Have you ever heard of the delightful children's book, “Betty Bunny Loves Chocolate Cake“?
It's the story of a little rabbit named Betty Bunny who has never heard of chocolate cake and thus declares it “yucky” – at least, until she tastes it and then loves it so entirely much she wants to marry it and goes through all sorts of capers to attempt to have chocolate cake with her at all times.
In our house, that's what could be said of mashed potatoes.
(Needless to say, we eat a lot of mashed potatoes.)

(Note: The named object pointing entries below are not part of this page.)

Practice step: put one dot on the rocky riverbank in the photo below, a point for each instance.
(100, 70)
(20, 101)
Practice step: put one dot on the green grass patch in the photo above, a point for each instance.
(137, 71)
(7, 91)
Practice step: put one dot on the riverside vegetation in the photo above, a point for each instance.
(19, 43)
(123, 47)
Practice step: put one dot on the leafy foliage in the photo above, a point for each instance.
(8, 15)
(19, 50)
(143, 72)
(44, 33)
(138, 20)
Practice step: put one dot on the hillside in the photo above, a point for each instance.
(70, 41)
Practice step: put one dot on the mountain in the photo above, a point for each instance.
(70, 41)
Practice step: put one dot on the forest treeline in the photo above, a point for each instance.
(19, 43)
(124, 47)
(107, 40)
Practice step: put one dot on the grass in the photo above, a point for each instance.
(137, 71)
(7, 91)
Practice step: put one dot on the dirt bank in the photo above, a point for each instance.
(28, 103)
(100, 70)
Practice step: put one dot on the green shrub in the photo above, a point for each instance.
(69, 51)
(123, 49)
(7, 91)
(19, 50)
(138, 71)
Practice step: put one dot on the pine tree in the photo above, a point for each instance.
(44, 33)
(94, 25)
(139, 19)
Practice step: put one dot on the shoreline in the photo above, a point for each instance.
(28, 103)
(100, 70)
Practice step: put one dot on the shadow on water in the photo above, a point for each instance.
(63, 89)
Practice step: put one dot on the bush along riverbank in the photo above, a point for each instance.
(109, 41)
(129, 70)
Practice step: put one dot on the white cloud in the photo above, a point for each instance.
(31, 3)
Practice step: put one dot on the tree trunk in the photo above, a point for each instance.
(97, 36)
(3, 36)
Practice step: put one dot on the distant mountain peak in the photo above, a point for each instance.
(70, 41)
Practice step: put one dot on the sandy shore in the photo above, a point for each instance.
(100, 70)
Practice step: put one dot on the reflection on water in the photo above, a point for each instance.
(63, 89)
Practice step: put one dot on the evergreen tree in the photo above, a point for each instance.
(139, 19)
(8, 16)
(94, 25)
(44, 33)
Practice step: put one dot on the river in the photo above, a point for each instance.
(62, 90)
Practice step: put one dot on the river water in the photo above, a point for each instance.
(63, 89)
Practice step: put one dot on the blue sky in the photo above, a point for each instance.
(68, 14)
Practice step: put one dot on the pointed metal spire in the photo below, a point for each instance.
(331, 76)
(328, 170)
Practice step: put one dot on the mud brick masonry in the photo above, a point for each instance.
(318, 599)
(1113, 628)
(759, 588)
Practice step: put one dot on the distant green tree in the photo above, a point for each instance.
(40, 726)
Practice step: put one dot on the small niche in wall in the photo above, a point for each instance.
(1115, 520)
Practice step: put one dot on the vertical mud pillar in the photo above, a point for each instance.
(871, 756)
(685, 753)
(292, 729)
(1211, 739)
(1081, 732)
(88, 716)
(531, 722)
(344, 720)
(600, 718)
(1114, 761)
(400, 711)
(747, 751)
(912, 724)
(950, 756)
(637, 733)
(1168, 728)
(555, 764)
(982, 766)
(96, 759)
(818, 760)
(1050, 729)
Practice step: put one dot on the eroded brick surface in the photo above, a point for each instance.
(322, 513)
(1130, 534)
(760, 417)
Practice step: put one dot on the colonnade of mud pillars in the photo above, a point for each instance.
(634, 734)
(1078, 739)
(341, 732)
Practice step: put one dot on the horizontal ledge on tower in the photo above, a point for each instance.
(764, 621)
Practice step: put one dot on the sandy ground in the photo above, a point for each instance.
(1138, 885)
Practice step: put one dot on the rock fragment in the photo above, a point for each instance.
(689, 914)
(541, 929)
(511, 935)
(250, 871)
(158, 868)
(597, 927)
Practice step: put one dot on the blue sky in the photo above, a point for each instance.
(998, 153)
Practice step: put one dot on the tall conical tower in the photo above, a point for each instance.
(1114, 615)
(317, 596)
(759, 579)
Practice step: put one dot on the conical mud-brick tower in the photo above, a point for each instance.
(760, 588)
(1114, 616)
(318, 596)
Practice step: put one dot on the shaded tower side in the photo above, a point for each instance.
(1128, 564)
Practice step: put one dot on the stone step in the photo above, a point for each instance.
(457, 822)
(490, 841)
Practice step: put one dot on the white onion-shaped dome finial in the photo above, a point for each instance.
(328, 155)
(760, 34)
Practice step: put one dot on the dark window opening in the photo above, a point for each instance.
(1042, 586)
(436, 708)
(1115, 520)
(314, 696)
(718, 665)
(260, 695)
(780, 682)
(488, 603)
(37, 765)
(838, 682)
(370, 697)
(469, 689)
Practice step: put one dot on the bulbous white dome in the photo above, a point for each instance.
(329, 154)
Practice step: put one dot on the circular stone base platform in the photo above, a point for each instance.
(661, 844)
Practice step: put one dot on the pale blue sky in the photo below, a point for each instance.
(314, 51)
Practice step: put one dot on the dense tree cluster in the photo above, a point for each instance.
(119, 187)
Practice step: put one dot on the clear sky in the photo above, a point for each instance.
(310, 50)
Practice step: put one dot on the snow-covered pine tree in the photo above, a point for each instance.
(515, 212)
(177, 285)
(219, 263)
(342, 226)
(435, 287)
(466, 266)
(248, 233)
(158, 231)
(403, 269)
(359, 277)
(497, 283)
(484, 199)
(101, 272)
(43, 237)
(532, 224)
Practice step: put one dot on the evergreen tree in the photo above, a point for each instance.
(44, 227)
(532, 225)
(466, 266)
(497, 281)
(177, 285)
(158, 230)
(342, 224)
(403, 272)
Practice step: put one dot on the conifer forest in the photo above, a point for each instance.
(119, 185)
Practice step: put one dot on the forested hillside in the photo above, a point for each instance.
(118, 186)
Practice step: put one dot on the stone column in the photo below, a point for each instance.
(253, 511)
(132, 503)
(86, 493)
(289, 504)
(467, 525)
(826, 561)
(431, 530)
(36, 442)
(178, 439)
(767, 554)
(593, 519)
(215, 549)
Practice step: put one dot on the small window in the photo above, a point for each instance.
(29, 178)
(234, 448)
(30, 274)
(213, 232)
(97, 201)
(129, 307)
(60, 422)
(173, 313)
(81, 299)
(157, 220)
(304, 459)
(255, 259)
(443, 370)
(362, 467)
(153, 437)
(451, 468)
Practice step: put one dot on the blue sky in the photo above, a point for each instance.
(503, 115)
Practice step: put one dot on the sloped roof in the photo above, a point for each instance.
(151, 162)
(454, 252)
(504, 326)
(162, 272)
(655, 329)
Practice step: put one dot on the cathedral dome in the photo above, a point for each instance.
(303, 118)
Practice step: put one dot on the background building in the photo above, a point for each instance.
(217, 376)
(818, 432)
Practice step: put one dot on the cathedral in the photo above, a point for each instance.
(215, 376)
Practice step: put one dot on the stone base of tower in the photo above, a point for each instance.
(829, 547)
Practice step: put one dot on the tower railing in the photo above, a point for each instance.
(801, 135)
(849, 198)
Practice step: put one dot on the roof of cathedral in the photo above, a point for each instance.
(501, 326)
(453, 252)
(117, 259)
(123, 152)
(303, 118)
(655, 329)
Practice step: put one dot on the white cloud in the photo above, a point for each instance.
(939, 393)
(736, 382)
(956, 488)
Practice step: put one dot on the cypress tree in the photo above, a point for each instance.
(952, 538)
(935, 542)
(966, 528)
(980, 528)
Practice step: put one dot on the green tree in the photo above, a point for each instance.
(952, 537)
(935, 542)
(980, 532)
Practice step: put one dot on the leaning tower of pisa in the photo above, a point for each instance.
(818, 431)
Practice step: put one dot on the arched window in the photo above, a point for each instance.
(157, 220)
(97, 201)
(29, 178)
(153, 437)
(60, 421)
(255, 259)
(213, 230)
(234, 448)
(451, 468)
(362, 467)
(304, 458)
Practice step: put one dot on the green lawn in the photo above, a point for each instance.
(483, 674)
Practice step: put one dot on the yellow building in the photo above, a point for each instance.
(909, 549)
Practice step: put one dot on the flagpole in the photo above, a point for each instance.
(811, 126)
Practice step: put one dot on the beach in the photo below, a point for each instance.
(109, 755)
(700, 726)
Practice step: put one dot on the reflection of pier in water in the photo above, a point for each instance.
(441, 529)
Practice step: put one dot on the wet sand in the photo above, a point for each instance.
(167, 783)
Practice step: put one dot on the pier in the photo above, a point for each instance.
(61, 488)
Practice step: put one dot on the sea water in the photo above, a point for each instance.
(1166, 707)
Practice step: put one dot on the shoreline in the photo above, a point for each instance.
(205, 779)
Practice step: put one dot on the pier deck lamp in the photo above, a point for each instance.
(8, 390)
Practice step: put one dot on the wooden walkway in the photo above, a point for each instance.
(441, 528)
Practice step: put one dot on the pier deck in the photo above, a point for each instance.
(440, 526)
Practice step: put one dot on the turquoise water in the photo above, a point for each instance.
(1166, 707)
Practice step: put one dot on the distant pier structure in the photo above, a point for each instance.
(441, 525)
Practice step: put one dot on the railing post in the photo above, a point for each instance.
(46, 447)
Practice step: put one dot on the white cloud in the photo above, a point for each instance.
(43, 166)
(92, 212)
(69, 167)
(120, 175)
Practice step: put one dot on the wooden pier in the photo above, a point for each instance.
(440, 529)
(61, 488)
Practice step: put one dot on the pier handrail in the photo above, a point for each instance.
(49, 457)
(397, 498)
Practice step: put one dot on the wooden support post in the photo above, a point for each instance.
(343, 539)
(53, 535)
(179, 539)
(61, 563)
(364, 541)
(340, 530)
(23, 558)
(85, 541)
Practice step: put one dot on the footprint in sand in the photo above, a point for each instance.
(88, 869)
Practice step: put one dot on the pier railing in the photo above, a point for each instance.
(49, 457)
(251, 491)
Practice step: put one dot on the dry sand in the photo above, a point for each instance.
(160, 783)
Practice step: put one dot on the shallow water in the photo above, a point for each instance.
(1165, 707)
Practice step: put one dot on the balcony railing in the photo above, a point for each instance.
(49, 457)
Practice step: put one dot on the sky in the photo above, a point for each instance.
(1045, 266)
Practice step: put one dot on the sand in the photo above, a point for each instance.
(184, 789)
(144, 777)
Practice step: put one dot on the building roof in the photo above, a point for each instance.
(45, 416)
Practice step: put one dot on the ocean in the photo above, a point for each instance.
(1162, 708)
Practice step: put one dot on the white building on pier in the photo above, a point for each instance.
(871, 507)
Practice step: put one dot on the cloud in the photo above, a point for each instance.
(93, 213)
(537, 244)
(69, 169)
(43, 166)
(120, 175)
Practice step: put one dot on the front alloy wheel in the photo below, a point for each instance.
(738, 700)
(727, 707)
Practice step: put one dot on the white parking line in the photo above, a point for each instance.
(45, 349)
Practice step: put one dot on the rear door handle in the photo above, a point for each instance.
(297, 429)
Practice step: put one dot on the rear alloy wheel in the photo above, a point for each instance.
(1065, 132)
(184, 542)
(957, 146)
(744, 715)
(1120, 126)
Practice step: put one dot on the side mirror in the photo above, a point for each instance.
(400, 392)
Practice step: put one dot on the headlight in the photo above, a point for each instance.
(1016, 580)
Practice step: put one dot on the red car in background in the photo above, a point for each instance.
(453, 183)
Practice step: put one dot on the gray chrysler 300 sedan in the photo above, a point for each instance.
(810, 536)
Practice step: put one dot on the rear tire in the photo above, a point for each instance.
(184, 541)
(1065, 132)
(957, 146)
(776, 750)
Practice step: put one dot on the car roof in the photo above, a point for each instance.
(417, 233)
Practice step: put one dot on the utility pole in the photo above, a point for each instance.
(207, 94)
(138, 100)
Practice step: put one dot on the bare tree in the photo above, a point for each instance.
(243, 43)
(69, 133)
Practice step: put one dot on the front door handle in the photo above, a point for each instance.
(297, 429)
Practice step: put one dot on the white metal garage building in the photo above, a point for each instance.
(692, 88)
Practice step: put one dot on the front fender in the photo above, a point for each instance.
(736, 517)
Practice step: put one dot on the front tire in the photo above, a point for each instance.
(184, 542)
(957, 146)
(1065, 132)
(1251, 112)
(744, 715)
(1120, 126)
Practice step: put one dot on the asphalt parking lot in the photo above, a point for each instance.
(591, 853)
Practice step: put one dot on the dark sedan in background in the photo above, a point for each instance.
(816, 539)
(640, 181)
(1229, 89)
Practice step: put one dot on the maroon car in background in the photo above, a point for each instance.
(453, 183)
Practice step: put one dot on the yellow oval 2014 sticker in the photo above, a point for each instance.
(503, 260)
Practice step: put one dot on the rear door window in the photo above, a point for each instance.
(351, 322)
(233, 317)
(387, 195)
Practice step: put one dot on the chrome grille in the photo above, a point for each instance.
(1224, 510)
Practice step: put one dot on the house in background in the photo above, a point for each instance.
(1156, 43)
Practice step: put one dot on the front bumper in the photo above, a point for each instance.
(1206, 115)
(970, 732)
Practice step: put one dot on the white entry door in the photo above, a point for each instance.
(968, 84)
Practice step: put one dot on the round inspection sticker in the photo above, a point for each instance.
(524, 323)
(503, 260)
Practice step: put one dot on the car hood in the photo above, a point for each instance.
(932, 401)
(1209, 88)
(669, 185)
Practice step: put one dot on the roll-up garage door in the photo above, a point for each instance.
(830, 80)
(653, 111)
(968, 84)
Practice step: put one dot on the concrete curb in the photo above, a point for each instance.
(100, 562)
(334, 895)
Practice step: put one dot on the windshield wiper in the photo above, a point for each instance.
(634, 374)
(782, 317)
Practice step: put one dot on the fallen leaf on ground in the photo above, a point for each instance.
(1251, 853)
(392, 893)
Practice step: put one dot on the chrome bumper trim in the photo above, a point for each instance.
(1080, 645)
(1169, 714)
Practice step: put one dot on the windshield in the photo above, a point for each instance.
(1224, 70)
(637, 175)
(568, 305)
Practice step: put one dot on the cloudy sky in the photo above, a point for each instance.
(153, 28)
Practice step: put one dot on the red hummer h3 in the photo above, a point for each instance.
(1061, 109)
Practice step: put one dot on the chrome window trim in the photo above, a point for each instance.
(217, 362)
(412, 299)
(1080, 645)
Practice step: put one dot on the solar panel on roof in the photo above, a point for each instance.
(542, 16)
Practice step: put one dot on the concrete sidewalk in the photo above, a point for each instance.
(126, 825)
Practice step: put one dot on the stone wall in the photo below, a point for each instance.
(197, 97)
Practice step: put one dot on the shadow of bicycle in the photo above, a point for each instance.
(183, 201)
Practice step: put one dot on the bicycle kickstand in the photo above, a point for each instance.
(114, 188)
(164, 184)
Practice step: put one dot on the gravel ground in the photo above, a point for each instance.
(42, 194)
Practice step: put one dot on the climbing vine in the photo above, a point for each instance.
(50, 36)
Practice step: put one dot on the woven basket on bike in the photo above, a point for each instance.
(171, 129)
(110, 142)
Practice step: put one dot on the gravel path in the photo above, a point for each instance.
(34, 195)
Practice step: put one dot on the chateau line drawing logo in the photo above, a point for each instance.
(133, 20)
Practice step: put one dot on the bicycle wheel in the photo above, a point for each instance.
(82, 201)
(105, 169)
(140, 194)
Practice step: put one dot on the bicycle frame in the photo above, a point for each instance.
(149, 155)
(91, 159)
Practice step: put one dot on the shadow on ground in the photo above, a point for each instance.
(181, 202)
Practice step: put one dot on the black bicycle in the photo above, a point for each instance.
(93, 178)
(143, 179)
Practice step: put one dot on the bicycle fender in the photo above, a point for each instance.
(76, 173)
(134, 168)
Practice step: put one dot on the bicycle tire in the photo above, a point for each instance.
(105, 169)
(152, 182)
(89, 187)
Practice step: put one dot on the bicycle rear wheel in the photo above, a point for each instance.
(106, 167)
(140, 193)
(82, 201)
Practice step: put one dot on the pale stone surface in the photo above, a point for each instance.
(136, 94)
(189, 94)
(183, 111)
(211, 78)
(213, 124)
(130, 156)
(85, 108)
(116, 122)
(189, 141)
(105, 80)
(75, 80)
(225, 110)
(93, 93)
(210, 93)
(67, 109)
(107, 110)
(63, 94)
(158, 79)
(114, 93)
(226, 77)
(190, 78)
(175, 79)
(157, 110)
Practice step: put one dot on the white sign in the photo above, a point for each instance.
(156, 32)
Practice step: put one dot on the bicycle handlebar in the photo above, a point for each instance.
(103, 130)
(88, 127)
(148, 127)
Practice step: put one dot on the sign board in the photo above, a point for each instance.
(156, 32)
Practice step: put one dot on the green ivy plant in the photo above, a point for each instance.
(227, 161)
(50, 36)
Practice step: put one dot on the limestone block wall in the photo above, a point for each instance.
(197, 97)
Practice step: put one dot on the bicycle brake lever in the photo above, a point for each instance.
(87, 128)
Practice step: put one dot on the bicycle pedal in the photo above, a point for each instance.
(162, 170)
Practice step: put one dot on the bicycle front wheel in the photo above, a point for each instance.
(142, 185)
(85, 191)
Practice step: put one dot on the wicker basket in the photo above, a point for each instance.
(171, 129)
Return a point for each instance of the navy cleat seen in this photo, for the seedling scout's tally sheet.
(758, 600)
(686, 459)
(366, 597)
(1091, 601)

And while making mashed potatoes isn't particularly difficult, it's not exactly easy either. It seems like it should be easy to boil potatoes, drain them, then mash them with a bit of butter and end up with a potato puree that is fluffy, billowy, and light-as-a-feather. At least, that's how easy my mother makes it look. 🙂
Yet somehow, most of the time, mine tended to end up either thick and gloppy or thin and soupy in an attempt to avoid the gloppiness.
(Delicious, certainly, but no billowy clouds of potato, that's for darn sure.)
So I decided to experiment and discovered that making mashed potatoes in the Instant Pot not only solved my fluffiness problem, it actually SIMPLIFIED THE WHOLE PROCESS. (No more draining! Less cook time! Yay!) This isn't just a great idea for a day like Thanksgiving when your stovetop is being used for a hundred other uses and you just want to figure out another way to make the Thanksgiving mashed potatoes, making the mashed potatoes in the Instant Pot legitimately makes them EASIER, FASTER, and BETTER.
And since I was so happy with the results after the first round of mashed potatoes in the Instant Pot, I became obsessed with discovering other secrets to achieve fluffy mashed potatoes every time. (This is important stuff, after all. Heh. ) So in true Hermoine Grainger fashion, I consulted my favorite books. In this case, my old and trusty copy of The Professional Chef, Julia Child's gorgeous tome, and The Joy of Cooking. The best “aha” tips I learned in my quest are shared in the instructions below.
So now I make mashed potatoes in the Instant Pot every time. It saves my sanity and we eat mashed potatoes more often, which is great for our budget AND for ensuring smiles and happy eating around the table. It's comfort food – heart-food – at its best.Print
- 7-8 russet potatoes (about 2 1/2 lbs, enough to fill a 6-quart Instant Pot about two-thirds full when chopped)
- 1 cup water
- 1/4 cup butter
- 1/4 cup milk, cream, or olive oil
- 1/4 cup sour cream or cream cheese (optional)
- 1 teaspoon unrefined salt
- 1/4 teaspoon black pepper, more to taste
- 1 bunch fresh chives, minced, for serving
- Wash and peel the potatoes, then chop roughly into 1-inch pieces. Place the pieces in the insert of an Instant Pot and add 1 cup water.
- Choose the “Manual” setting and cook on high pressure for 12 minutes, then let the pot depressurize for five minutes or so before opening the vent and releasing the pressure. (Word to the wise: Potato water will splatter considerably if the pressure is still high, so cover the vent with a tea towel or dish cloth before turning it.)
- Remove the insert and place on a heatproof counter or cutting board (as the bottom of the pot will still be quite hot). Mash the potatoes until they are mealy and in small pieces, then add the butter, milk, sour cream, salt, and pepper and mix until well incorporated. Taste and adjust seasonings as desired, adding more butter or cream if necessary.
- To serve, mince the chives and sprinkle generously over the potatoes.
Russet potatoes are one of the secrets to absolutely fluffy mashed potatoes, due to their particular starch content. Any other potato will work as well, but mash them as little as possible to keep them from getting thick and heavy. Russets are definitely preferred. 🙂
Another secret to getting fluffy potatoes rather than lumpy ones is to mash the potatoes when they are HOT, not warm or chilled, so mash them and add the add-ins as soon as possible after cooking. You can refrigerate and reheat the finished mashed potatoes, if desired, but avoid cooling the cooked potatoes before they are mashed.